In fact we say that both players have a dominant strategy of $D$ as that is the best strategy to play INDEPENDENT of what the other player picks.
So the game will result in the outcome $(D,D)$ which is also the Nash equilibria. Now of course if both players were to pick $C$ then they would get a better outcome for them both. However $(D,D)$ is the Nash equilibria as if a SINGLE player changes their strategy to $C$ they would get a lower payoff. I.e. if player two switches to $C$ when player 1 is playing $D$ they would be worse of, and similarly for player 1. So $(D,D)$ is a set of strategies where no single player can do better by changing their strategy.

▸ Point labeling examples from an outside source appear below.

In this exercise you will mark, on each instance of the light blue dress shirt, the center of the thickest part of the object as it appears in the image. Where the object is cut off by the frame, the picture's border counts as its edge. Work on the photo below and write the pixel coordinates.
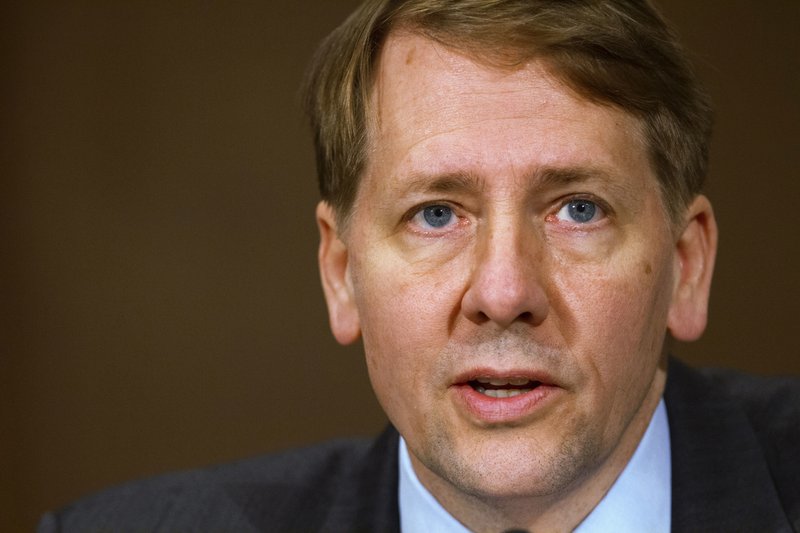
(639, 500)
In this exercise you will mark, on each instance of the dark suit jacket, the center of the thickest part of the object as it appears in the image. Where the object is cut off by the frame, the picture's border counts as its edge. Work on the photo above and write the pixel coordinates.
(735, 467)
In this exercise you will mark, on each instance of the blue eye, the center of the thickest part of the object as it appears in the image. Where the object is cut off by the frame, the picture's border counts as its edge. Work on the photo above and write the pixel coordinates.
(580, 211)
(437, 216)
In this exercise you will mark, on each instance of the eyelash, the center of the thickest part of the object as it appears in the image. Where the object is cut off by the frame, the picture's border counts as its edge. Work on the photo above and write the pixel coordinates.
(604, 207)
(413, 212)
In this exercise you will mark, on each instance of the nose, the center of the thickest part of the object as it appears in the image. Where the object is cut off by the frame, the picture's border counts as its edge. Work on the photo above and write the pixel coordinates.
(506, 284)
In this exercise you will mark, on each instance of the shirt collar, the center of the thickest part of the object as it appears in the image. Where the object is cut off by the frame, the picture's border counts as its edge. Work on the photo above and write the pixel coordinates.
(639, 500)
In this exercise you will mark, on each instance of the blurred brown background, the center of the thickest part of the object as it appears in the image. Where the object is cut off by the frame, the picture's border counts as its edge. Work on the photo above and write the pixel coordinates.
(160, 301)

Another way of thinking about this is, if they are playing $(C,C)$ then player 1 has an incentive to switch their strategy to $D$ as they will move from $-3$ payoff to $0$ payoff. And the same goes for player 2. Hence they would end back up on $(D,D)$. That is why it is the Nash equilibria, any strategy switch away from that point by a single player would result in a worse outcome for that player.
Finally, the remaining math is essentially saying that. The statement says:
We say $\mathbf{b}$ is a Nash equilibrium iff $\forall A\in A_{\rm gt} \forall d_A\in \Sigma $ s.t. (it shouldn't be "s.t." or "such that", it should be "we have") $g_A(\mathbf{b}_{-A},d_A) \leq g_A(\mathbf{b})$
Notation:
- $\mathbf{b}$ = the nash equilibrium strategy profile/set
- iff = if and only iff (its a math way of saying these two things are identical or equivalent)
- $\forall A\in A_{\rm gt}$ = for any/for all player in the set of players, which we will denote by $A$
- $\forall d_A\in \Sigma$ = for any/for all alternative strategies of (or deviations by) player $A$
- $\mathbf{b}_{-A}$ = the nash equilibrium strategy profile/set but not including the strategy of player $A$
- $g_A(\mathbf{b}_{-A},d_A) \leq g_A(\mathbf{b})$ = the payoff player A gets by switching their strategy, or deviating, is less than or equal to that of the equilibrium
So this math says a set of strategies $\mathbf{b}$ is a nash equilibria if all players get less or the same payoff when they are the only one to deviate from $\mathbf{b}$. I.e. if player 2 switches to $C$ when they are playing $(D,D)$ they get a lower payoff.